1
votes

For the last hours, I was trying to convert a JSON file to a Scala case class with Apache Spark.

The JSON has the following structure:

{
  "12": {
    "wordA": 1,
    "wordB": 2,
    "wordC": 3
  },
  "13": {
    "wordX": 10,
    "wordY": 12,
    "wordZ": 15
  }
}

First try: Set an build-up schema

I have tried to build artificially my schema:

val schema = new StructType()
   .add("",MapType(StringType, new StructType()
          .add("", StringType)
          .add("", IntegerType)))
val df = session.read
  .option("multiline",true)
  .option("mode", "PERMISSIVE")
  .schema(schema)
  .json(filePath)
df.show()

But this is obviously not right since I have to give the field name.

Second try: map to a case class

I have also tried to create case classes, which is a bit more elegant:

case class KeywordData (keywordsByCode: Map[String, WordAndWeight])

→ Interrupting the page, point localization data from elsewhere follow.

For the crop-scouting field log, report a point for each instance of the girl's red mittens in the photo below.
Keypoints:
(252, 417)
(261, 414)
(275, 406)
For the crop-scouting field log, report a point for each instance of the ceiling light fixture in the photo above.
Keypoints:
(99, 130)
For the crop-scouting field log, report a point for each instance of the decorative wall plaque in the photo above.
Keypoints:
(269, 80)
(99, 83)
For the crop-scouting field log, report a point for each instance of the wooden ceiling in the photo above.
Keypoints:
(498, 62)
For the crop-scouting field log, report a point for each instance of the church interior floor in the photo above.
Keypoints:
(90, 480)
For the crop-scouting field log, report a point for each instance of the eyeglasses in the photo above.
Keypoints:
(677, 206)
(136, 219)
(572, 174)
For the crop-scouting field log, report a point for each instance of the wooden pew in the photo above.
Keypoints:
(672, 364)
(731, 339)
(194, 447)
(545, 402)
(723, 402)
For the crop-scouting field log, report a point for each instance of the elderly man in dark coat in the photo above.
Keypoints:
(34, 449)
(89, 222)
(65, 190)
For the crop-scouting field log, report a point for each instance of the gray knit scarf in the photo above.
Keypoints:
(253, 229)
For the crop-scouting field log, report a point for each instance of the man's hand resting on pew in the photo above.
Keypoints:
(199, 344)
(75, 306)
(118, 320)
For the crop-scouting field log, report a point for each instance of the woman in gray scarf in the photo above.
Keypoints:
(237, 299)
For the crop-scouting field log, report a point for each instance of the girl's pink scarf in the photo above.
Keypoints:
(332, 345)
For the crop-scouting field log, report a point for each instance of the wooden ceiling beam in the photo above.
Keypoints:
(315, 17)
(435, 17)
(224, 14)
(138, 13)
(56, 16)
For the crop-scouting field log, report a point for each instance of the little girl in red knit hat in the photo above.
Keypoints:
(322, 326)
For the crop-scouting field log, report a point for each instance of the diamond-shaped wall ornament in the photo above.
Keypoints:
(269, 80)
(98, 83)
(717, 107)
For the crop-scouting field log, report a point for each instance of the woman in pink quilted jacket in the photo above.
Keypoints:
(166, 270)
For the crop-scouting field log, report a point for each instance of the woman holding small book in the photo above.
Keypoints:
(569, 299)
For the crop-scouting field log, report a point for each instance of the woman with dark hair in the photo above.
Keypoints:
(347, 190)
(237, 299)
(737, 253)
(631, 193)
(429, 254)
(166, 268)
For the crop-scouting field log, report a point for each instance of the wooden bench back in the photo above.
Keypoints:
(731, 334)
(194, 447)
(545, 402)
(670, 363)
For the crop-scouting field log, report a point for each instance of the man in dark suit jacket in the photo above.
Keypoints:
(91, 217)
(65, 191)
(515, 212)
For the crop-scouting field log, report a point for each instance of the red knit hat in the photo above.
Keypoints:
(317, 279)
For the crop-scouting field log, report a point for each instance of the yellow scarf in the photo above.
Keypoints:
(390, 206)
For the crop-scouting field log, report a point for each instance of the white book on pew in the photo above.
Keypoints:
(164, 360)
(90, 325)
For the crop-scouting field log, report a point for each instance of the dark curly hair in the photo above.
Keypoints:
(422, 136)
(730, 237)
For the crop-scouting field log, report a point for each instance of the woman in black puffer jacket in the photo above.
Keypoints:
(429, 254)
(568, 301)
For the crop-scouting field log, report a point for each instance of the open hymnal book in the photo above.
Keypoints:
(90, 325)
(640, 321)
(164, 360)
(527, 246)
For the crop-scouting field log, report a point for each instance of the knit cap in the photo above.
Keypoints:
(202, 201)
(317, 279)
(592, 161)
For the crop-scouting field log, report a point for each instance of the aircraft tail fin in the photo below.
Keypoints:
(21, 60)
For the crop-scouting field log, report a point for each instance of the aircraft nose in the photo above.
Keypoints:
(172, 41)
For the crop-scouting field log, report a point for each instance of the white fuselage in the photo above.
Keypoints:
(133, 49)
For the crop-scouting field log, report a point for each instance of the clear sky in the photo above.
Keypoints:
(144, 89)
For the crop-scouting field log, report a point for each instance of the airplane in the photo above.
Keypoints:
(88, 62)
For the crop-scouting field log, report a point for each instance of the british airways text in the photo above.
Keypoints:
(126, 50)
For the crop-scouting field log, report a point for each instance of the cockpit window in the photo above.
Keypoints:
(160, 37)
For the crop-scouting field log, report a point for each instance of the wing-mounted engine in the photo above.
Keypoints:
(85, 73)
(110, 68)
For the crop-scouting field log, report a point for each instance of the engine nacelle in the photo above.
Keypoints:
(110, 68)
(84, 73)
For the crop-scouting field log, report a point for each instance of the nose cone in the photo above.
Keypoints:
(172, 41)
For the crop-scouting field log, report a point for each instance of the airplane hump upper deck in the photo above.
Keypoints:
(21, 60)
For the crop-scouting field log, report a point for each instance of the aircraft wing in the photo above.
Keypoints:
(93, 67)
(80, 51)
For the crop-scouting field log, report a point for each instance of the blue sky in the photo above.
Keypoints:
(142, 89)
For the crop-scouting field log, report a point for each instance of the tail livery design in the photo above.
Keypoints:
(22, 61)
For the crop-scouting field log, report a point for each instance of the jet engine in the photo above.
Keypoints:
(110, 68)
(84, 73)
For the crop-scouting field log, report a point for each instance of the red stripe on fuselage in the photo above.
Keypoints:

case class WordAndWeight (word: String, weight: Int)

Problem:

But in any case, df.show() displays:

+----+
|    |
+----+
|null|
+----+

The JSON structure is not easy to manipulate since my columns don't have a fix name. Any idea?

Expected result

A map with 12 and 13 as key and List[wordA,...wordC] respectively List[wordX, ..., wordZ] as values

Edit: Map of Map With the case class

case class WordAndWeight(code: Map[String, Map[String, Integer]])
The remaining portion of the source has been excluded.